Exosomes are natural nanoscopic particles released by most cell types, and are currently the focus of research because they represent a possible tool for the diagnosis of Alzheimer's. These particles are not so easy to isolate, and nanotechnology may help in this process.
It is recently shown that our bodies are equipped with nanoscopic messengers called exosomes. They are present in all our bodily fluids and play a key role in the transfer of signals between our cells. It has been demonstrated that they are able to cross the brain-blood barrier, which offers great potential for the diagnosis and treatment of neurological diseases.

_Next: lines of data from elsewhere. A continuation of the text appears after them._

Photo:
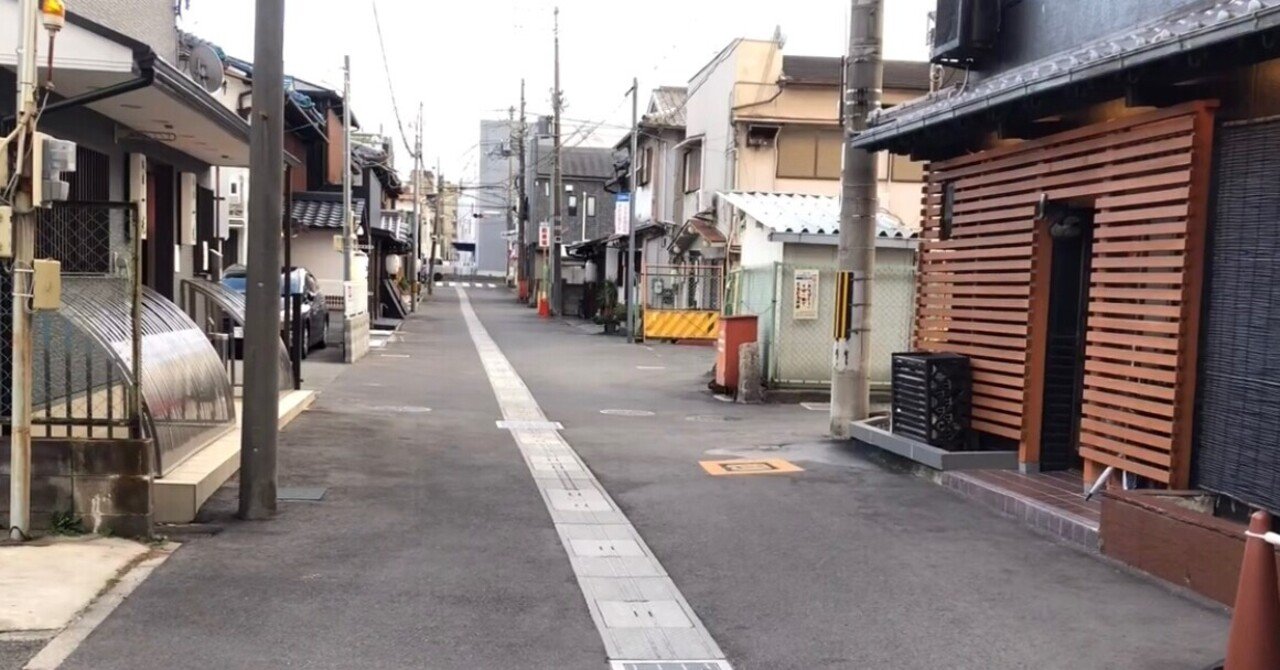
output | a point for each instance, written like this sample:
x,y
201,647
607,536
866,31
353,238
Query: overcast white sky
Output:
x,y
464,59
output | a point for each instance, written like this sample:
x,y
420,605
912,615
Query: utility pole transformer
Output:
x,y
263,291
634,185
557,182
864,74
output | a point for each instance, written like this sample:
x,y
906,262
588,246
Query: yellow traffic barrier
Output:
x,y
681,324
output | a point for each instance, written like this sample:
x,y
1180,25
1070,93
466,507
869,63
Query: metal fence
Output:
x,y
82,384
796,305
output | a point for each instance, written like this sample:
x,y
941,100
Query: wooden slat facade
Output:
x,y
983,291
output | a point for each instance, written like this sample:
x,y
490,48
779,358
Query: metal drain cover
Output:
x,y
301,493
670,665
627,413
712,418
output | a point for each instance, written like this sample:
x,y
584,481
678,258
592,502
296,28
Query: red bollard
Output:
x,y
1255,638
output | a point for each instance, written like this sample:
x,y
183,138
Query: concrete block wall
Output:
x,y
105,483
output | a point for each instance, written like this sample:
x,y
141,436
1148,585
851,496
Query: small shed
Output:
x,y
782,267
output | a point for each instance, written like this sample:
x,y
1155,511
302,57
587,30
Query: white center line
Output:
x,y
638,610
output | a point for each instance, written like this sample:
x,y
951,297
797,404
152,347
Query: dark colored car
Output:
x,y
315,313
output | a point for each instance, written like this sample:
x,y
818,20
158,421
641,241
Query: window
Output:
x,y
810,153
693,169
644,171
904,169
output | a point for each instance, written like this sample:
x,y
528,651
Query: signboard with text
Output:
x,y
622,214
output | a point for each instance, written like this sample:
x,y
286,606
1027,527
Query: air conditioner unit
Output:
x,y
964,31
138,190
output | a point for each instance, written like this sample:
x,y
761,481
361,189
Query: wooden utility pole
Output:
x,y
522,199
557,181
631,215
23,251
416,258
263,292
855,259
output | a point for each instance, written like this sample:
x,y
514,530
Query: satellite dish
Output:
x,y
205,67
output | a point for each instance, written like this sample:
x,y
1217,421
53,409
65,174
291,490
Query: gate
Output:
x,y
681,302
83,375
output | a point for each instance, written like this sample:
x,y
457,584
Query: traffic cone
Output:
x,y
544,308
1253,642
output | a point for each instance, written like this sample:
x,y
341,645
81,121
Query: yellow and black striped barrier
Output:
x,y
681,324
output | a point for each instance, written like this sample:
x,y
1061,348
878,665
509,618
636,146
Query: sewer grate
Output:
x,y
670,665
301,493
627,413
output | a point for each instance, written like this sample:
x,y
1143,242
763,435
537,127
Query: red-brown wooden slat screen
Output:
x,y
983,291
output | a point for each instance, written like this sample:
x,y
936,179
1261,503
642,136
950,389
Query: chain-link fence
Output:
x,y
796,305
81,384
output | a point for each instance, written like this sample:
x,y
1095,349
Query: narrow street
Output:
x,y
433,547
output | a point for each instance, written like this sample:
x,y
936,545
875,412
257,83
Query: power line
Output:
x,y
391,87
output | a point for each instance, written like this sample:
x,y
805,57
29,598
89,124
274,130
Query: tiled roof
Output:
x,y
324,210
667,106
581,163
794,213
1198,26
909,74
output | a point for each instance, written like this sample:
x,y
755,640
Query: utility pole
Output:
x,y
435,231
521,191
511,173
23,251
417,213
347,215
263,291
864,73
631,215
557,181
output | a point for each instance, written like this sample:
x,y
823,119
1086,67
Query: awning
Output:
x,y
129,83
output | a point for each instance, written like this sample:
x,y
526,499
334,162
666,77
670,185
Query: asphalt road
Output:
x,y
433,550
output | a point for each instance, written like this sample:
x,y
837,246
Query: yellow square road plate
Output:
x,y
749,466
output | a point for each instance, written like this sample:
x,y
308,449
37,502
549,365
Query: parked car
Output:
x,y
300,281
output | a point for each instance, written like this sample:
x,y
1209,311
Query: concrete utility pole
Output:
x,y
521,192
347,215
631,220
864,73
557,182
23,251
263,291
435,227
417,213
511,174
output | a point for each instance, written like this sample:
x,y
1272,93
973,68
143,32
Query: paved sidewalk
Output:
x,y
433,548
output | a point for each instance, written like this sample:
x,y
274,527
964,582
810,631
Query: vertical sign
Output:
x,y
622,214
804,297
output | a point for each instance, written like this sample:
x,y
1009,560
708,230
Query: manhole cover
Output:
x,y
712,418
301,493
398,409
627,413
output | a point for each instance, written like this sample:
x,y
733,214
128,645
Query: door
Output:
x,y
1070,231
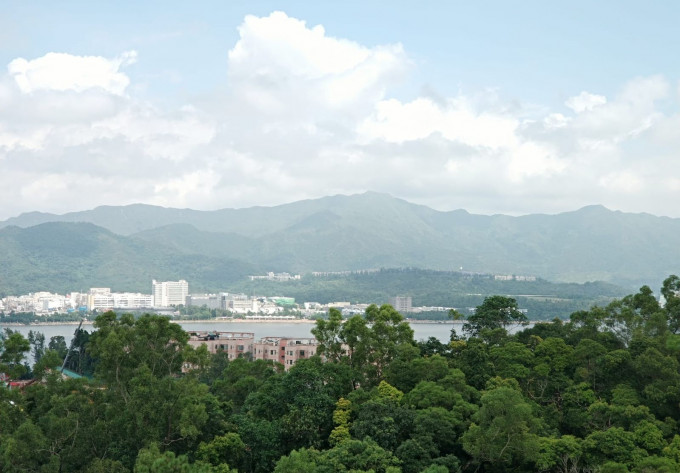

Developing analytical nanotools
In connection with the recently launched project called EXIT (EXosomes Isolation Tool), SINTEF, as part of a multidisciplinary team, will develop a miniaturised analytical tool designed to investigate exosomes in samples taken from patients with Alzheimer's disease. Exosomes carry different molecules such as proteins, microRNAs and metabolites, which makes them particularly interesting materials for research.
Key to the project are the electroseparation methods developed at the University of Leiden and at SINTEF's high-tech laboratory known as MiNaLab. MiNaLab will develop a manufacturing process for nanofluidic channels, ranging in depths from between 50 and 100 nm. (For comparison, a human hair is approximately 100,000 nanometres wide.) Such channel dimensions enable the efficient pre-concentration of nano-sized particles, such as exosomes. The exosomes in turn represent an opportunity for use in diagnostics - something that is both innovative and challenging.
Will improve our understanding of the disease
The analytical tool aims to concentrate and separate exosomes from paired samples of blood plasma and spinal fluid. Researchers hope that the exosomes can be used as an early-stage biomarker for Alzheimer's disease, enabling a diagnosis to be made before the typical symptoms appear. Researchers are also hoping that the study of paired samples of plasma and spinal fluid from the same patient will improve our understanding of the disease mechanism.
The project was launched in April 2018 and is planned to continue until 2021.